Archer Aviation übernimmt den ehemaligen Konkurrenten Wisk Aero

Archer Aviation übernimmt den ehemaligen Konkurrenten Wisk Aero

Der Elektroflugzeughersteller Archer Aviation hat seinen ehemaligen Konkurrenten Wisk Aero offiziell übernommen. Unter Berufung auf am Montag veröffentlichte offizielle Finanzdokumente berichtet ixbt.com, dass das bedeutende Geschäft nach jahrelangen Rechtsstreitigkeiten zwischen den beiden Unternehmen abgeschlossen wurde und eine neue Phase für die Luft- und Raumfahrtindustrie einleitet. TechCrunch.com berichtet .

Im Rahmen der Vereinbarung erklärte sich Boeing bereit, Wisk Aero sowie zwei weitere Tochtergesellschaften — SkyGrid, das Software für die digitale Flugverkehrssteuerung entwickelt, und den Drohnenhersteller Insitu — an Archer zu verkaufen. Im Gegenzug erhält Boeing neu ausgegebene Aktien von Archer.

Vom Rechtsstreit zur strategischen Partnerschaft

Die Übernahme bildet den logischen Abschluss der komplexen und konfliktreichen Beziehung zwischen den Unternehmen.
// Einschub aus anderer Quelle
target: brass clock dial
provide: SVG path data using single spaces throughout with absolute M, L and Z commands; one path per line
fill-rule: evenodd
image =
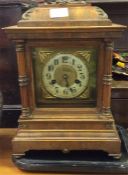
M 50 58 L 42 70 L 45 89 L 58 98 L 79 96 L 88 86 L 86 62 L 73 54 L 60 53 Z

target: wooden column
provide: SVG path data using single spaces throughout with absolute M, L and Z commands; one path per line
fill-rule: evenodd
M 16 53 L 17 53 L 17 64 L 19 72 L 21 104 L 22 104 L 22 117 L 27 117 L 30 115 L 29 96 L 28 96 L 29 78 L 27 76 L 27 69 L 26 69 L 24 41 L 16 41 Z
M 103 106 L 102 106 L 102 113 L 104 115 L 111 114 L 110 104 L 111 104 L 111 85 L 112 85 L 112 54 L 113 54 L 113 43 L 111 40 L 105 40 Z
Im April 2021 verklagte Wisk Archer und beschuldigte das Unternehmen, vertrauliche Informationen und geistiges Eigentum gestohlen zu haben. Der zweijährige Rechtsstreit endete mit einer überraschenden Einigung: Beide Seiten ließen nicht nur ihre gegenseitigen Ansprüche fallen, sondern begannen auch eine enge Zusammenarbeit.

Im Rahmen dieser Einigung machte Archer Wisk zu seinem exklusiven Lieferanten für autonome Technologien. Wisk Aero ging aus dem von Google-Mitgründer Larry Page unterstützten Startup Kittyhawk hervor und entwickelte sich später mit Unterstützung von Boeing weiter. Boeing investierte mehrere Millionen Dollar in Wisk und machte das Unternehmen bis 2023 zu einer vollständig kontrollierten Tochtergesellschaft.

Archers Expansion und Zukunftspläne

Archer Aviation wurde 2018 gegründet und hat seinen Hauptsitz in Kalifornien. In den vergangenen Jahren hat das Unternehmen seine Aktivitäten deutlich ausgeweitet. Neben dem Aufbau eines städtischen Lufttaxinetzes ist Archer auch in den Verteidigungssektor eingestiegen. Ende 2024 nahm das Unternehmen 430 Millionen US-Dollar zur Finanzierung des Archer-Defense-Programms auf, 2025 folgten weitere 300 Millionen US-Dollar von großen institutionellen Investoren wie BlackRock.

Außerdem hat Archer mit dem Waffenhersteller Anduril eine exklusive Vereinbarung zur gemeinsamen Entwicklung eines hybriden VTOL-Fluggeräts für wichtige Verteidigungsaufgaben getroffen. Das 2021 an die Börse gegangene Unternehmen macht Fortschritte bei den Tests seines vollelektrischen Midnight-Fluggeräts und bereitet sich darauf vor, in diesem Jahr im Rahmen eines speziellen Programms des Weißen Hauses den Betrieb aufzunehmen.